Nicolae Grigorescu © Prachaya Roekdeethaweesab - shutterstock.com.jpg
Street art rue Arthur Verona à Bucarest © Photo_Traveller - shutterstock.com.jpg
Musée d'art de Craiovia © Marius M. Grecu - shutterstock.com.jpg

Les icônes, entre art religieux et traditions populaires

Depuis le XVIIe siècle, les paysans roumains peignent des icônes sur le bois et le verre. Elles sont destinées à protéger les maisons. Les icônes sur bois sont issues de l’héritage byzantin qui marque encore la région. Véritables objets de culte, elles sont regroupées en iconostase dans les églises et monastères. En Moldavie, à Voroneț ou Moldovița par exemple, nombre de ces dernières sont visibles et comportent des icônes typiques du style brâncovan, formant d’admirables dentelles de bois. Constantin Brâncoveanu (1654-1714) est un prince de Valachie qui donna son nom à un certain style d’iconostase, dont on peut admirer un exemple à l’église Saint-Spiridon de Bucarest.

Les icônes sur verre (icoane pe sticlă) de Transylvanie sont particulièrement réputées.
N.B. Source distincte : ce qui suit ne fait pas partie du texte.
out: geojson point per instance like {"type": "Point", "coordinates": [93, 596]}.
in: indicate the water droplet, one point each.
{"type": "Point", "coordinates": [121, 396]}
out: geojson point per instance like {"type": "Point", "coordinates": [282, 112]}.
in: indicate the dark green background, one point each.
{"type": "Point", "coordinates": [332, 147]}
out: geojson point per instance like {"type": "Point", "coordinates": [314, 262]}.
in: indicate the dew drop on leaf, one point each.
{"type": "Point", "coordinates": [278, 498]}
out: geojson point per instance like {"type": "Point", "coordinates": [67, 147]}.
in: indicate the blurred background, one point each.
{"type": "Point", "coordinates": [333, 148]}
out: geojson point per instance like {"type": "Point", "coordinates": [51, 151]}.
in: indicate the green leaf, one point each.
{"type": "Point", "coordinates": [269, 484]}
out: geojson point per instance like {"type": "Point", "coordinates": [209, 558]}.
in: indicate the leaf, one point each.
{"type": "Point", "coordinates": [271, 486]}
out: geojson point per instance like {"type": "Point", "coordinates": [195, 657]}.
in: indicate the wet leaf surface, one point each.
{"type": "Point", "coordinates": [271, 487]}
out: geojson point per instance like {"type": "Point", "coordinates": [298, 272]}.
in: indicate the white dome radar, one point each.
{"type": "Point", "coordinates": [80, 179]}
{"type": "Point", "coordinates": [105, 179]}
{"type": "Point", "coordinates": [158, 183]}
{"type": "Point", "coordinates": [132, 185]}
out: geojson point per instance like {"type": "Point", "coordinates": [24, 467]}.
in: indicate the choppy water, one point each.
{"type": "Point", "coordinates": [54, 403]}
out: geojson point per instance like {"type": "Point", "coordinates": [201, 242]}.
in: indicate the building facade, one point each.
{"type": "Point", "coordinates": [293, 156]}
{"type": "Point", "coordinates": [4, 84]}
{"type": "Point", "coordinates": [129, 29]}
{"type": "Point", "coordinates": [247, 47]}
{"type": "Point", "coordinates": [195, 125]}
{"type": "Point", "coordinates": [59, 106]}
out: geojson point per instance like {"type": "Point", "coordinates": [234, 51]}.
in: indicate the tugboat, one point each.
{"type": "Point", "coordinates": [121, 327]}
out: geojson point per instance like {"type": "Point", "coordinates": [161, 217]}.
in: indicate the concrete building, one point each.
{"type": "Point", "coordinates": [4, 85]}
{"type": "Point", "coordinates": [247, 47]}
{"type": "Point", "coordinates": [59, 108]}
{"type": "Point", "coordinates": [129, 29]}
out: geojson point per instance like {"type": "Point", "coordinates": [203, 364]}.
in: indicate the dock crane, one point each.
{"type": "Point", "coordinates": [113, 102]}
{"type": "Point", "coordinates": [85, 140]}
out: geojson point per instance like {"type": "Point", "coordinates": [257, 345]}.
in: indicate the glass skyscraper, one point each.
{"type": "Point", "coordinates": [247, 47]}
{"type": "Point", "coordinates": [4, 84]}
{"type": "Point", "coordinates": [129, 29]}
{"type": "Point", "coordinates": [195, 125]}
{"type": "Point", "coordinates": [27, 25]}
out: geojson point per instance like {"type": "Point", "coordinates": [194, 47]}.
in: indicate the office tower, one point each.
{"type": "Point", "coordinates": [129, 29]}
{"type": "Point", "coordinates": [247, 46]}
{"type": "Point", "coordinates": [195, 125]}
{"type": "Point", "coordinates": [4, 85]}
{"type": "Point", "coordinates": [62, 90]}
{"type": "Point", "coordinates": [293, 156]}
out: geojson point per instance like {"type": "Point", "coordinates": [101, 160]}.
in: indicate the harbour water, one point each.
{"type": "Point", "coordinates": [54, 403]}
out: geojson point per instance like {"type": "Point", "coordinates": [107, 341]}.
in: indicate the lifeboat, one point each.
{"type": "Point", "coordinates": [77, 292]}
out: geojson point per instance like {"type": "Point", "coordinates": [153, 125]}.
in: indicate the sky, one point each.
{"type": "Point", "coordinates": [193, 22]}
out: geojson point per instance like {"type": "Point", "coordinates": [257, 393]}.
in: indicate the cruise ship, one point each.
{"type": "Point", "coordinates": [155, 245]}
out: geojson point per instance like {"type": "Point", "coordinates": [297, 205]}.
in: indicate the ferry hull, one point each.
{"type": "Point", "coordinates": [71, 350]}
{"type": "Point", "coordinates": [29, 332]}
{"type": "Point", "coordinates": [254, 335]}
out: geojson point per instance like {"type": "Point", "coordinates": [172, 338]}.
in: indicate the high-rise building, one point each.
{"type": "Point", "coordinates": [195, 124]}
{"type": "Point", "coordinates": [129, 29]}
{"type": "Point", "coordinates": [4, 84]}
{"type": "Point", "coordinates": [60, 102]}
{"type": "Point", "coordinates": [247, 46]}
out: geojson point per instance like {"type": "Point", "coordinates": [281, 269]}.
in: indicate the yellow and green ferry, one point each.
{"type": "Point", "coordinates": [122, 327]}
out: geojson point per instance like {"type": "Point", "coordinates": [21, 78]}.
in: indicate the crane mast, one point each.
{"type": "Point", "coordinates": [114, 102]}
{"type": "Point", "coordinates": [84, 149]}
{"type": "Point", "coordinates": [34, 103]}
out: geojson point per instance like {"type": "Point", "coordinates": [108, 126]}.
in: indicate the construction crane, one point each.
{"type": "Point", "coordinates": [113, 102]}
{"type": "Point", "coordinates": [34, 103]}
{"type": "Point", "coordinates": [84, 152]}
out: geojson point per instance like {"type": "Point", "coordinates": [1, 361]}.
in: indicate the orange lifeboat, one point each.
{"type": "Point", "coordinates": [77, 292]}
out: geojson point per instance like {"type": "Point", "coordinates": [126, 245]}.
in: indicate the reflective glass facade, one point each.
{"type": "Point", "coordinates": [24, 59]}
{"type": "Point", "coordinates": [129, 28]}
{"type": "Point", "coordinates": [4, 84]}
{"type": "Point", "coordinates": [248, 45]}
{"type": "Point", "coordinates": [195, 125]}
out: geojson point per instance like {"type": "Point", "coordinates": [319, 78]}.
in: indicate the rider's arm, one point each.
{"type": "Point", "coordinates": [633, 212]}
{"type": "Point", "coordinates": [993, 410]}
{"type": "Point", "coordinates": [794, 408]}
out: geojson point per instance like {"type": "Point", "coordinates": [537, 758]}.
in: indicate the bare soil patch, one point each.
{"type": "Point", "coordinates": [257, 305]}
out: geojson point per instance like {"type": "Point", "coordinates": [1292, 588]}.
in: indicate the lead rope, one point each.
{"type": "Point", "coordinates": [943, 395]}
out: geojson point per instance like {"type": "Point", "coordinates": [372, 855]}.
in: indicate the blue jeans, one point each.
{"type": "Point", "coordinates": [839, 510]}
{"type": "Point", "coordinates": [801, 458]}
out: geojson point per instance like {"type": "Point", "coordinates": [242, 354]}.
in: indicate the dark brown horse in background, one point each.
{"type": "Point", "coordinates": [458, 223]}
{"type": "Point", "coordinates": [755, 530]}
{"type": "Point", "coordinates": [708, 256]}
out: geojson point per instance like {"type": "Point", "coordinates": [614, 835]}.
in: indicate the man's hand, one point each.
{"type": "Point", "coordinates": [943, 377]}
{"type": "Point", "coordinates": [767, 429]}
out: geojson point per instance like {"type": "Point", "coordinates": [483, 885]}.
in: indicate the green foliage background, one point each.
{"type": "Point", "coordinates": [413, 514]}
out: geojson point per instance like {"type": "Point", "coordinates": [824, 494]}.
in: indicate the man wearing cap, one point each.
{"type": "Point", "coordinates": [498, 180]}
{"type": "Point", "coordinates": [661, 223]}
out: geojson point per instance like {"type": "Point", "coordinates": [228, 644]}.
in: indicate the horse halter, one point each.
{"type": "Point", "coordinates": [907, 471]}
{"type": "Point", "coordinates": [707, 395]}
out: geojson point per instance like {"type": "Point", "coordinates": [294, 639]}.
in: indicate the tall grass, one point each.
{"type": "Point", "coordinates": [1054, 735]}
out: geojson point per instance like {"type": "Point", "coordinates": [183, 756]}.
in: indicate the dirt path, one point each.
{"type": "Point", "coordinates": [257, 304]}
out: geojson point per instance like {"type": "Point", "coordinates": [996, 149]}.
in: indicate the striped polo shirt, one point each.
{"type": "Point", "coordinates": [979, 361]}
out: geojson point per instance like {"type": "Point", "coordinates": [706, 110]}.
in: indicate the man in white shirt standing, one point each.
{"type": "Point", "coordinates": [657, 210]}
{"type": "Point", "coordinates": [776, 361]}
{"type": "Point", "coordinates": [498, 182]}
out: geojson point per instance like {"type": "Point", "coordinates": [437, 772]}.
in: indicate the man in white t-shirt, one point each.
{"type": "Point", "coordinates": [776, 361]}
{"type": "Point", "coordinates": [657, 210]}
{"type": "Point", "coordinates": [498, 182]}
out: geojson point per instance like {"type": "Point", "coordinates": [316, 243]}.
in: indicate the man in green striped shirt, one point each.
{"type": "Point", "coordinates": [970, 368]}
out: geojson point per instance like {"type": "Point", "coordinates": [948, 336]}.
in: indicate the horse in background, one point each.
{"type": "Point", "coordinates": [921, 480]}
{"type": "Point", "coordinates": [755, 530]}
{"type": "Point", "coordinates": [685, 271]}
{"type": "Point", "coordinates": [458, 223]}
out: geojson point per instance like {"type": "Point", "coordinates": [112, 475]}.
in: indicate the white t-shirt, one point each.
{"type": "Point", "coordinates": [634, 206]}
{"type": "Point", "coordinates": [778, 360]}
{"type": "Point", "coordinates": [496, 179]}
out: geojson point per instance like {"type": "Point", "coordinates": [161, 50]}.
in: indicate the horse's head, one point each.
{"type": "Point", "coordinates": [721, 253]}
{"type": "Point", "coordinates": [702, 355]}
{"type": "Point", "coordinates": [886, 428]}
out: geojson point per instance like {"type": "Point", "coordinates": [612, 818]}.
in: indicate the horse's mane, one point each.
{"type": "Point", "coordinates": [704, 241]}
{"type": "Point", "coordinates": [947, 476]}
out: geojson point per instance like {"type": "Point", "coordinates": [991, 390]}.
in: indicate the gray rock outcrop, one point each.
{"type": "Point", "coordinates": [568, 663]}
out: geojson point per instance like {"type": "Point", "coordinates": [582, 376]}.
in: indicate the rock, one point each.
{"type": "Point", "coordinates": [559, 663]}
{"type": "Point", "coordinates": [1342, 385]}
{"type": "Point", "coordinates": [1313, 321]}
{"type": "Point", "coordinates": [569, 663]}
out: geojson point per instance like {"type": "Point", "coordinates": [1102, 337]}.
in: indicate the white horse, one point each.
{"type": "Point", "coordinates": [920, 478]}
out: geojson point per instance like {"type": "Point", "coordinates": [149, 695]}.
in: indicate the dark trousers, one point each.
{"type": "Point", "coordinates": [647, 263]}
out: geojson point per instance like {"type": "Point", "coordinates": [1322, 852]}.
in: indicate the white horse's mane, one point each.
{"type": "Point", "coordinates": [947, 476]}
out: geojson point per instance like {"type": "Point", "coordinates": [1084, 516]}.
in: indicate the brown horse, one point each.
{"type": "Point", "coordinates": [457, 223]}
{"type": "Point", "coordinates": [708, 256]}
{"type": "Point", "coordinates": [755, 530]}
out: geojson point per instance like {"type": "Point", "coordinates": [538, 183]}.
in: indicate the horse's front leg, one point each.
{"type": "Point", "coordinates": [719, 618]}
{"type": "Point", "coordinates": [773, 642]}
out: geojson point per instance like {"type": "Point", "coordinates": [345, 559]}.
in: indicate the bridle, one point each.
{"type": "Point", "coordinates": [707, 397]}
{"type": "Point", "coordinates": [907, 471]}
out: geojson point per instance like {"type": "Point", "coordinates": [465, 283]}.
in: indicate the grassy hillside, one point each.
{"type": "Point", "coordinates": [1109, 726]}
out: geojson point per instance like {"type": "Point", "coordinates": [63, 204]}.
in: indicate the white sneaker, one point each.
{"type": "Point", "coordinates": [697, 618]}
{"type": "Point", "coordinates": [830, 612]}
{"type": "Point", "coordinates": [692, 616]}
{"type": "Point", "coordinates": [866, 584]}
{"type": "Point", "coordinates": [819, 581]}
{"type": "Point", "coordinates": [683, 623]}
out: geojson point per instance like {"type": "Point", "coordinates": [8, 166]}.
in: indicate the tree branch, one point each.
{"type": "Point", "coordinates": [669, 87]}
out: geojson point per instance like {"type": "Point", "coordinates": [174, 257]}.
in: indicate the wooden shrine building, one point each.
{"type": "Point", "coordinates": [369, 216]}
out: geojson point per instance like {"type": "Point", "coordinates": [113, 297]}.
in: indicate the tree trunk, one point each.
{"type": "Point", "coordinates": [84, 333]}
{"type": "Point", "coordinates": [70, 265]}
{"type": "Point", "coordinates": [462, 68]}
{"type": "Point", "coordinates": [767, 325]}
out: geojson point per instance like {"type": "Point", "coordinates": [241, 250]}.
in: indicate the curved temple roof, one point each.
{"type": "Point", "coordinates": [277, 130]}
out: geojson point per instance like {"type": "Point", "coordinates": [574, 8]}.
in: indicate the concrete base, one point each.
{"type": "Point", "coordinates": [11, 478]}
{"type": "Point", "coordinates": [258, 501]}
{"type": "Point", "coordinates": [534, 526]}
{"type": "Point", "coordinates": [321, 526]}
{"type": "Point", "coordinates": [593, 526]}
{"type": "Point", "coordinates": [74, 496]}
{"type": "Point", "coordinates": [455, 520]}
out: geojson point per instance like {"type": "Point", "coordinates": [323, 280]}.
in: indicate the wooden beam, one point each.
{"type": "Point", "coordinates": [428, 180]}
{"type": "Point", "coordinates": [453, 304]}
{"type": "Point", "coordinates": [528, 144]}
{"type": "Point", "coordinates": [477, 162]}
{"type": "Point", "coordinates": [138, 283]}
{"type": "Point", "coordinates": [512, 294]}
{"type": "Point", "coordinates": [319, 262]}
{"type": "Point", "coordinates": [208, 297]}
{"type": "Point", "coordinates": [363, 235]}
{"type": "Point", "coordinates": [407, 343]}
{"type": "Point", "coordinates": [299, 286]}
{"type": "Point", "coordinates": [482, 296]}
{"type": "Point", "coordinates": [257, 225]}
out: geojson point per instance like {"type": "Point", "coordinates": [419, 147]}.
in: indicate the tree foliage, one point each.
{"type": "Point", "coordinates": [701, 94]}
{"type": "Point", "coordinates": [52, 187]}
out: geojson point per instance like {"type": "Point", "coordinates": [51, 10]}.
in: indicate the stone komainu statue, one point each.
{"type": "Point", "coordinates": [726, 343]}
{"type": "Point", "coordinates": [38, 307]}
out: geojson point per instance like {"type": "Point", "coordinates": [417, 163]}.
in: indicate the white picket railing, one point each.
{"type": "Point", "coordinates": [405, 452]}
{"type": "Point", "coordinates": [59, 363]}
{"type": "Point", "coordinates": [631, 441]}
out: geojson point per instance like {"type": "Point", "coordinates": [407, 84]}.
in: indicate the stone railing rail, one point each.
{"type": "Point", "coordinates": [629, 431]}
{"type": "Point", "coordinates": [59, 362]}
Elles voient le jour après le rattachement de cette région aux territoires des Habsbourg en 1699. La même année, au village de Nicula, un paysan jura avoir vu des larmes s’écouler sur le visage de la Vierge représenté sur une icône. Nicula devint ainsi l’objet de pèlerinages des populations paysannes voisines, qui commencèrent à rapporter des icônes chez eux, et à en confectionner pour certains. C’est ainsi qu’en l’espace d’un demi-siècle à peine, l’icoană pe sticlă se répandit en Transylvanie.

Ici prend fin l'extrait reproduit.